While visitors and locals flocked to Sundance or to ski what snow we have, the citizens and the Planning Commission of Holladay spoke loud and clear to Ivory and Woodbury Homes about a 136-foot-tall commercial high-rise at the old Cottonwood Mall location. That's about 12 stories in an area where the tallest building is no more than three stories high. I'd say the citizens felt the developers' plan looked like a festering pimple in the middle of their smooth-skinned city.
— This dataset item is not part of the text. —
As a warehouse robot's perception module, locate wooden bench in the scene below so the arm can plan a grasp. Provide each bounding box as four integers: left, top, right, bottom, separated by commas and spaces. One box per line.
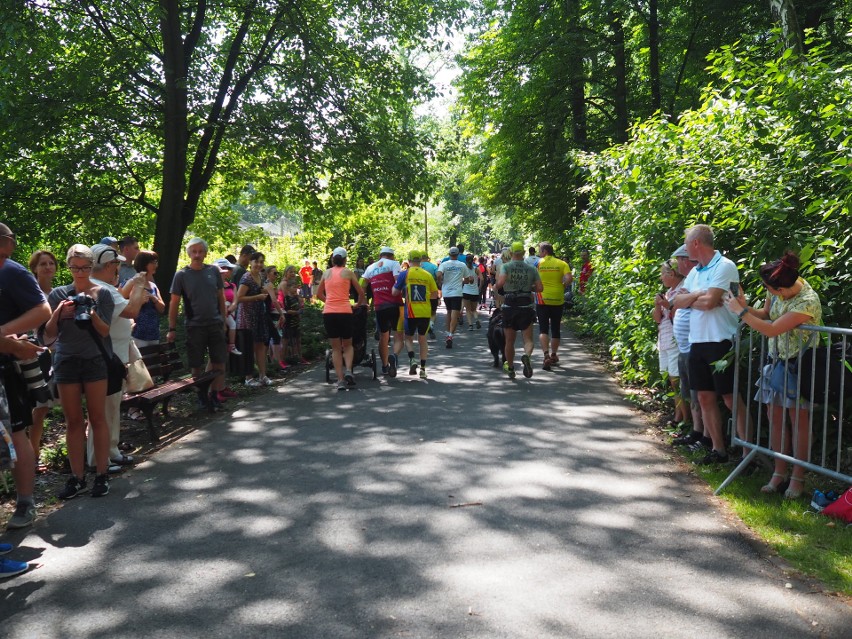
121, 342, 222, 443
According to the city's Wikipedia page, is the oldest continuously inhabited settlement in the state "since Salt Lake City was abandoned for a time in 1857 when Johnson's Army occupied the city." It's named after John Holladay, a branch president of the LDS church. In 1846, John's family joined a group of Mormon converts called The Mississippi Company, which was heading to Utah. Back then, they didn't have phones or even a telegraph, and were unaware that the main migrating group led by Brigham Young had been delayed by a year. So the contingent wintered in Pueblo, Colo., and reached Salt Lake Valley in 1847.
Before there were homes in Holladay, there was a stream called Spring Creek (near what is now Kentucky Avenue). The first settlers built dugouts along this stream. It was an area with great meadows, grasses and wildflowers for horses and cattle. People still have horses in Holladay because there are patches of zoning where it's perfectly OK to have a pony in your back yard.
The planning commission didn't like Ivory or Woodbury Home's vision for the Cottonwood Mall site, and voted 5-1 to deny them approval. But the game isn't over yet. Now, a new planning process has begun with more open meetings to get local input. One proposal calls for 40 of the 57 acres to be set aside for homes. However, Holladay City is looking for more tax-producing commercial property to help pay for additional services future owners will want and need, including police, firefighters, streets, etc. Thus, less homes, please?
Sadly, there are no rules in Holladay about including affordable housing. Only citizens and planning commissioners can ask for that to be part of the deal. Holladay is known for higher-end homes and condominiums and locals aren't going to be pleased if low-rent apartments go in a few blocks from their million-dollar mansions and horse properties.